Петер старался побывать везде, было тесно и неудобно, и никак не удавалось найти той точки, с которой можно бы было дать панораму событий, – да и не было, наверное, такой точки. Зато раз Петер сделал чудесный портрет Юнгмана, тот что-то говорил, показывая рукой, и на этот раз не требовалось ему кричать: «Держи лицо», лицо и так было что надо: вставшие дыбом короткие седоватые волосы, обширный лоб с залысинами чуть не до темени, округлый, как каска, и, как каска, нависающий над лицом, развитые надбровные дуги то ли совсем без бровей, то ли с чрезвычайно светлыми бровями, а ниже – пещероподобные глазные впадины; какие-то неживые, жесткие и малоподвижные, как у черепахи, веки, но под этими веками глаза – яростные, страшные, быстрые; острые обтянутые скулы, острый нос, почти безгубый маленький рот и нежный девичий подбородок, решительно не имеющий никакого отношения к прочим участкам лица. Когда он говорил, почему-то казалось, что щеки у него тонкие, как пергамент, – так они натягивались и сминались. Вообще, инженер был быстр и экономен в движениях и, кажется, очень силен, хотя производил на первый взгляд впечатление хилости. Петер потратил на него метров пятьдесят пленки и знал, что потратил очень не напрасно.
Наконец генерала увезли. В последний момент он потерял лицо, пытался спорить с адъютантом, хватался за кобуру и вдруг заплакал. Петер видел, как Шанур, держа камеру у бедра, пытается снять этот эпизод.

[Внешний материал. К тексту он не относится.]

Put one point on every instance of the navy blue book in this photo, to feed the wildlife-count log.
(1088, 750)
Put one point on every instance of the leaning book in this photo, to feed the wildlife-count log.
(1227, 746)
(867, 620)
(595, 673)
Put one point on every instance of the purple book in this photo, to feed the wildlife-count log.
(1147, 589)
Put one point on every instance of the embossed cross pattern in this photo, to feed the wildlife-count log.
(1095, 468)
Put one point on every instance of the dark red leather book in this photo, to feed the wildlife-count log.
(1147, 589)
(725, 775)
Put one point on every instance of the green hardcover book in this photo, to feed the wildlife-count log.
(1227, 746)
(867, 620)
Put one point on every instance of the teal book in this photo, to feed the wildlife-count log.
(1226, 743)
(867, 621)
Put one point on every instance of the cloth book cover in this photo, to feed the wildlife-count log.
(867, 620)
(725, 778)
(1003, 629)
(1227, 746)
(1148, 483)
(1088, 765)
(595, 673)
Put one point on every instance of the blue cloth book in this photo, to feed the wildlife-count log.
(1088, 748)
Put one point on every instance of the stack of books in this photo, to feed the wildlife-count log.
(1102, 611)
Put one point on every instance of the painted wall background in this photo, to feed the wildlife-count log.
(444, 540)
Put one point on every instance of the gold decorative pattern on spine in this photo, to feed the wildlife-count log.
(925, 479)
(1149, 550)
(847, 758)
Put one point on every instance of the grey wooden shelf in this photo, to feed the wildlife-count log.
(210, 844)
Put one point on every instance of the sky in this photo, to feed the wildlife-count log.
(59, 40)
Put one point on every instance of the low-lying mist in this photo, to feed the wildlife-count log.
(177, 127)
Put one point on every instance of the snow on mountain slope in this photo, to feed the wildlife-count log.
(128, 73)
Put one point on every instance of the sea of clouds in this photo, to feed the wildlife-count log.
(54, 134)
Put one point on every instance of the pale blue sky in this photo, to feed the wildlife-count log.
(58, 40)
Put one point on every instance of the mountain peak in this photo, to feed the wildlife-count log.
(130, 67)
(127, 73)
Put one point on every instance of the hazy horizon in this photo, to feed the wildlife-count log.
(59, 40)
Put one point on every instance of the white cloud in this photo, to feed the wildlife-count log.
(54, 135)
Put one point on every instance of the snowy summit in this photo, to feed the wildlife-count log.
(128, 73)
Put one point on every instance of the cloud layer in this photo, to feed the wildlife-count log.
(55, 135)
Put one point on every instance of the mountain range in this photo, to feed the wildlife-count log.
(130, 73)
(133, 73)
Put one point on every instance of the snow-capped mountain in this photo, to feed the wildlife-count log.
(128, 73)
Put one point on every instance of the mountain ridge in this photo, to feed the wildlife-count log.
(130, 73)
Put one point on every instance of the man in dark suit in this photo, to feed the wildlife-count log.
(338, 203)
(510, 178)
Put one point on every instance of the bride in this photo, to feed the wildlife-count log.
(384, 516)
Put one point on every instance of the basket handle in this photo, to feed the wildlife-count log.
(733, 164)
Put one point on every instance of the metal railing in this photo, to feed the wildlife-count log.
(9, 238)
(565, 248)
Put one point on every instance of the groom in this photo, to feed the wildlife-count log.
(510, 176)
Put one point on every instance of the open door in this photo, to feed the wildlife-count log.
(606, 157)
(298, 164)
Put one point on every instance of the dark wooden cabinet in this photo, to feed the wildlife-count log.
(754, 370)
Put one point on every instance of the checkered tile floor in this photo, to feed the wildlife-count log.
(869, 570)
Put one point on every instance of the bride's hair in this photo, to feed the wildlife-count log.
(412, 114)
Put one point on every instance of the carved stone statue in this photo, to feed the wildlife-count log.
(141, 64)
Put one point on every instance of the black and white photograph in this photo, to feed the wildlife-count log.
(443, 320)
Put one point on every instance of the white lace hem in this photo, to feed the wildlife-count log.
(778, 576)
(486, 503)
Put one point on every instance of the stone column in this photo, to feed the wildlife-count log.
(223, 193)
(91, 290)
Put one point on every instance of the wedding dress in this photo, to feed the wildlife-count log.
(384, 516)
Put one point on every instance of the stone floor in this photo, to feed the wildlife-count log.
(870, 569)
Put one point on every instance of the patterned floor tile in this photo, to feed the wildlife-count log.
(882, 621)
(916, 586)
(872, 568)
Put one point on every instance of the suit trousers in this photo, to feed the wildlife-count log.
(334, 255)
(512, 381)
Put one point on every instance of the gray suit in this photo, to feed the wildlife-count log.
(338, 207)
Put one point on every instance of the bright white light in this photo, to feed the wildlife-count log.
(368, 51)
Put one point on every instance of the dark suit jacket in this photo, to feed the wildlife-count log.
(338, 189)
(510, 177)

В гудение механизмов, скрип и скрежет металла посторонний звук проникал тяжело и, проникнув, значение свое почти утрачивал; поэтому частый перебойный стук, напоминающий стук многих молотков в отдалении и вызывающий такое же мелкое и частое подрагивание под ногами, внимание на себя обратил не сразу. Только когда вокруг стали поднимать головы и указывать пальцами вверх, Петер догадался, что бьют зенитки. Небо было рябое от разрывов, в кого стреляли, было неясно, потом среди белых, быстро темнеющих комочков сверкнул огонек, не погас и стал падать, рисуя длинную бессильную черту; зенитки перестали стрелять сразу – самолет был один. Он упал далеко за каньоном, даже звук взрыва не долетел сюда; лишь несколько минут спустя над скалами поднялся тонкий столб синего дыма. Сначала он поднимался вертикально, потом резко переломился под прямым углом и потянулся на север – там, наверху, дул ветер.
– Я это снял, – сказал Армант Петеру, вернее, не сказал, а прокричал на ухо.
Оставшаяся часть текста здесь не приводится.